Pietro Genovese non riesce a darsi pace. Il 20enne che dieci giorni fa ha investito e ucciso le due 16enni Gaia e Camilla a Roma, in Corso Francia, è agli arresti domiciliari, accusato di doppio omicidio stradale.

"Sono sconvolto e devastato per quello che è successo" ha detto Genovese al gip durante l'interrogatorio di garanzia, secondo quanto riferito dai suoi legali che chiedono rispetto per il giovane perché "non è un killer".

Genovese al giudice ha confermato la sua versione iniziale: "Sono partito con il semaforo verde" mentre le due ragazze avrebbero attraversato la strada nonostante il semaforo per i pedoni fosse rosso, versione che il legale della famiglia di una delle vittime contesta: Camilla e Gaia hanno cominciato ad attraversare la strada quando era ancora consentito.

Ora saranno dirimenti approfonditi accertamenti tecnici. Pietro Genovese, figlio del noto regista Paolo, ha ricostruito davanti al gip anche cosa aveva fatto prima dell’incidente: aveva passato la serata a casa di un amico per festeggiare il ritorno dal viaggio di studio Erasmus. Dopo l’incidente è risultato positivo all’alcol test.

"Questa è una tragedia per tutte e tre le famiglie coinvolte" hanno detto gli avvocati di Genovese, Franco Coppi e Gianluca Tognozzi, a margine dell’interrogatorio di garanzia del giovane.
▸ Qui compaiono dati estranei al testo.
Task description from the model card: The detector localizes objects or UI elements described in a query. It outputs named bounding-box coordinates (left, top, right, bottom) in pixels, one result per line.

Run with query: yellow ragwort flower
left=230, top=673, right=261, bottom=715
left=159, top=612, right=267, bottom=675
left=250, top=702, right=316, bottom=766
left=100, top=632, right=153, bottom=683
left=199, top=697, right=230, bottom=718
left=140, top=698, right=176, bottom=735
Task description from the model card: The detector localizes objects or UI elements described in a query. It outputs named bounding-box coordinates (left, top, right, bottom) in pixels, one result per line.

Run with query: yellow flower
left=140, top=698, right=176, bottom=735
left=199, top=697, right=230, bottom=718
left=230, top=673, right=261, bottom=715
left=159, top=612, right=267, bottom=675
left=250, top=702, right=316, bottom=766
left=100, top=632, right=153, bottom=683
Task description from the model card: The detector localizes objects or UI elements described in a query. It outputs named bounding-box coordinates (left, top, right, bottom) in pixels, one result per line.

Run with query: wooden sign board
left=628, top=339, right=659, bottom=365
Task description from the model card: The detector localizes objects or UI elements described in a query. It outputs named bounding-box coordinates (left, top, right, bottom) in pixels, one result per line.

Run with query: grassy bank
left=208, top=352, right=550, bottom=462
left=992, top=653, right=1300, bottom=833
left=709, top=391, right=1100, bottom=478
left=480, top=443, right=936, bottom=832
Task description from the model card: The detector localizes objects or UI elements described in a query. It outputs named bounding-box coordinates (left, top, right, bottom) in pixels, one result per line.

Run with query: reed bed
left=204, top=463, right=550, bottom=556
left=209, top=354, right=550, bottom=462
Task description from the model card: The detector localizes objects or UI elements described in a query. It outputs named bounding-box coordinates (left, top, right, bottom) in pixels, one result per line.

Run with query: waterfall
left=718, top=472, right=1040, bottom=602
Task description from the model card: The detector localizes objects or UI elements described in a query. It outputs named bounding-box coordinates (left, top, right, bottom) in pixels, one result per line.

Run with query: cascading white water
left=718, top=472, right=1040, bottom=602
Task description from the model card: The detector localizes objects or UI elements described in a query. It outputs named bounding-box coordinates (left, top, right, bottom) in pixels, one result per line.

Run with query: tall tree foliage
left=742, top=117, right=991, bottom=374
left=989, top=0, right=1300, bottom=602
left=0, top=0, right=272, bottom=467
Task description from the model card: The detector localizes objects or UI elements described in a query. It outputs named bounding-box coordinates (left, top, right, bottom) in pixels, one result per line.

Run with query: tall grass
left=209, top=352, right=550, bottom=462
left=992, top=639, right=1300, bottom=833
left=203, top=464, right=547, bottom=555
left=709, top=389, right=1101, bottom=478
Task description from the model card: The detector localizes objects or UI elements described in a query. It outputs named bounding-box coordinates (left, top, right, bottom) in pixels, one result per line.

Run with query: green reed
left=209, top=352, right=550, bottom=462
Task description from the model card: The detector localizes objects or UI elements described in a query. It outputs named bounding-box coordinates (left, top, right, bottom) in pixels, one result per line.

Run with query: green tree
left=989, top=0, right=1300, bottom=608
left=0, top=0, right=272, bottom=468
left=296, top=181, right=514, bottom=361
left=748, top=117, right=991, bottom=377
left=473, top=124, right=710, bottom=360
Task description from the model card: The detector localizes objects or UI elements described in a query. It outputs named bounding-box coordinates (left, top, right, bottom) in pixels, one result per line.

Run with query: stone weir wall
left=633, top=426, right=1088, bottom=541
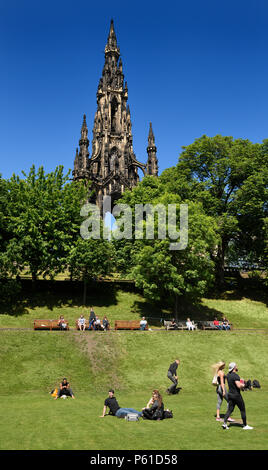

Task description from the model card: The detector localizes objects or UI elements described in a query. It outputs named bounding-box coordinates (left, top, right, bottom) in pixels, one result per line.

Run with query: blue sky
left=0, top=0, right=268, bottom=178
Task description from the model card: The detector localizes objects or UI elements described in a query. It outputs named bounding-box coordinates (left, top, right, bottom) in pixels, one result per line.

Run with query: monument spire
left=147, top=122, right=158, bottom=176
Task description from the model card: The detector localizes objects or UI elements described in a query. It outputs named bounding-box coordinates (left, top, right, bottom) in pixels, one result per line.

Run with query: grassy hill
left=0, top=284, right=268, bottom=450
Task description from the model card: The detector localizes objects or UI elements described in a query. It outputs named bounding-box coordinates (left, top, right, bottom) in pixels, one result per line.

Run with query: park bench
left=34, top=319, right=69, bottom=331
left=75, top=319, right=110, bottom=331
left=198, top=320, right=233, bottom=331
left=114, top=320, right=148, bottom=330
left=164, top=320, right=197, bottom=330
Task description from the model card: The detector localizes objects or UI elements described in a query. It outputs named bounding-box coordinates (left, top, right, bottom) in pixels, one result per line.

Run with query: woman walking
left=212, top=361, right=234, bottom=421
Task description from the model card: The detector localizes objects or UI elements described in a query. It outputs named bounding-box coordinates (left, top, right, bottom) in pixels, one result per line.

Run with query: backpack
left=244, top=379, right=252, bottom=391
left=125, top=413, right=139, bottom=421
left=252, top=379, right=261, bottom=388
left=212, top=374, right=218, bottom=387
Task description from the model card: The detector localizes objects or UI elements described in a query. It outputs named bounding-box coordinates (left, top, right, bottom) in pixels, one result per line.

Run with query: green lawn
left=0, top=331, right=268, bottom=450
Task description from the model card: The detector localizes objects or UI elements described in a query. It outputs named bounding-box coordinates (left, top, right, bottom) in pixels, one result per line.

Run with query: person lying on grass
left=142, top=390, right=164, bottom=420
left=100, top=389, right=142, bottom=418
left=55, top=377, right=74, bottom=400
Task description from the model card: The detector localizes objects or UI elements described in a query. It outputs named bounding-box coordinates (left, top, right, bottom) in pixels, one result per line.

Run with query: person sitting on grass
left=140, top=317, right=147, bottom=331
left=78, top=315, right=86, bottom=331
left=93, top=315, right=102, bottom=330
left=222, top=317, right=231, bottom=330
left=100, top=389, right=142, bottom=418
left=54, top=377, right=74, bottom=400
left=213, top=317, right=222, bottom=330
left=102, top=315, right=110, bottom=331
left=169, top=318, right=178, bottom=330
left=58, top=315, right=67, bottom=330
left=186, top=318, right=195, bottom=331
left=142, top=390, right=164, bottom=420
left=88, top=307, right=96, bottom=330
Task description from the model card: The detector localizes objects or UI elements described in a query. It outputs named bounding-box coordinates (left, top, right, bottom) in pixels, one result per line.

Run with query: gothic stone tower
left=73, top=20, right=158, bottom=207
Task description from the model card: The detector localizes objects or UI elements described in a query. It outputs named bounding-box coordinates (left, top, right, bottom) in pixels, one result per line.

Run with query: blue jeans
left=115, top=408, right=142, bottom=418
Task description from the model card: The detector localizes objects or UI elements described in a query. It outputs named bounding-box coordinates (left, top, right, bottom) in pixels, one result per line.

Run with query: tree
left=5, top=166, right=86, bottom=281
left=165, top=135, right=267, bottom=285
left=68, top=237, right=114, bottom=305
left=113, top=177, right=217, bottom=313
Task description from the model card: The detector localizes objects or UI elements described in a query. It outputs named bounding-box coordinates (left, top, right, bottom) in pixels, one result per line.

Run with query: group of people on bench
left=169, top=318, right=196, bottom=331
left=213, top=317, right=231, bottom=330
left=78, top=307, right=110, bottom=331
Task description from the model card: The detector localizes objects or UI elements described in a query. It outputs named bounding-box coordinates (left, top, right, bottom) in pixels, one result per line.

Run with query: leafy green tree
left=5, top=166, right=86, bottom=281
left=68, top=237, right=114, bottom=305
left=113, top=177, right=217, bottom=312
left=161, top=135, right=267, bottom=285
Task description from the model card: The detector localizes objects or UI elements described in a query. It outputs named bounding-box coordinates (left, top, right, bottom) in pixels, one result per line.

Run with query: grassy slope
left=0, top=292, right=268, bottom=450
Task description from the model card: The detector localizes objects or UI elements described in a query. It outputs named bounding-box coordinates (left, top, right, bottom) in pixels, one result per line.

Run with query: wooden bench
left=34, top=319, right=69, bottom=331
left=164, top=320, right=197, bottom=331
left=114, top=320, right=148, bottom=330
left=75, top=320, right=110, bottom=331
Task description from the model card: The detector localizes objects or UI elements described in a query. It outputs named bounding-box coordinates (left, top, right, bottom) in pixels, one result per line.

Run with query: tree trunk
left=216, top=240, right=228, bottom=289
left=83, top=278, right=87, bottom=305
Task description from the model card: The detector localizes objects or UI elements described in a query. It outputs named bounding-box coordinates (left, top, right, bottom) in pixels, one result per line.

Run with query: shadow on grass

"Il nostro assistito ha risposto alle domande. Ad ora non abbiamo presentato istanza di attenuazione della misura cautelare. Rifletteremo anche su un eventuale ricorso al Riesame" hanno aggiunto i legali che sottolineano come Genovese sia "affranto e distrutto dal dolore per quello che è accaduto. Il ragazzo ha esternato dolore e angoscia, al di la delle valutazioni che faranno i giudici è provato per questa esperienza e il suo stato d'animo merita rispetto, come il dolore della famiglia delle due ragazze".